Let x0 of type ι → ι be given.
Let x1 of type ι be given.
Apply set_ext with
94f9e.. (91630.. x1) (λ x2 . x0 x2),
91630.. (x0 x1) leaving 2 subgoals.
Let x2 of type ι be given.
Apply unknownprop_d908b89102f7b662c739e5a844f67efc8ae1cd05a2e9ce1e3546fa3885f40100 with
91630.. x1,
x0,
x2,
prim1 x2 (91630.. (x0 x1)) leaving 2 subgoals.
The subproof is completed by applying H0.
Let x3 of type ι be given.
Assume H2: x2 = x0 x3.
Apply H2 with
λ x4 x5 . prim1 x5 (91630.. (x0 x1)).
Apply unknownprop_30833a9978e304b25ffd59c347245315985872140acc9e441a97543a28184d79 with
x1,
x3,
λ x4 x5 . prim1 (x0 x5) (91630.. (x0 x1)) leaving 2 subgoals.

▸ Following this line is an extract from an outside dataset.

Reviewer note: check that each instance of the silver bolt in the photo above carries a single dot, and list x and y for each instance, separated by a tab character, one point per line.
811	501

The subproof is completed by applying H1.
The subproof is completed by applying unknownprop_c6d721b795faf1c324094ad380dfe62a3a5dc2ef0b2edf42237be188f6768728 with x0 x1.
Let x2 of type ι be given.
Apply unknownprop_30833a9978e304b25ffd59c347245315985872140acc9e441a97543a28184d79 with
x0 x1,
x2,
λ x3 x4 . prim1 x4 (94f9e.. (91630.. x1) (λ x5 . x0 x5)) leaving 2 subgoals.
The subproof is completed by applying H0.
Apply unknownprop_4785a7374559bd7d78314ce01f76cab97234c9b29cfa5b01c939c64f8ccf18e4 with
91630.. x1,
x0,
x1.
The subproof is completed by applying unknownprop_c6d721b795faf1c324094ad380dfe62a3a5dc2ef0b2edf42237be188f6768728 with x1.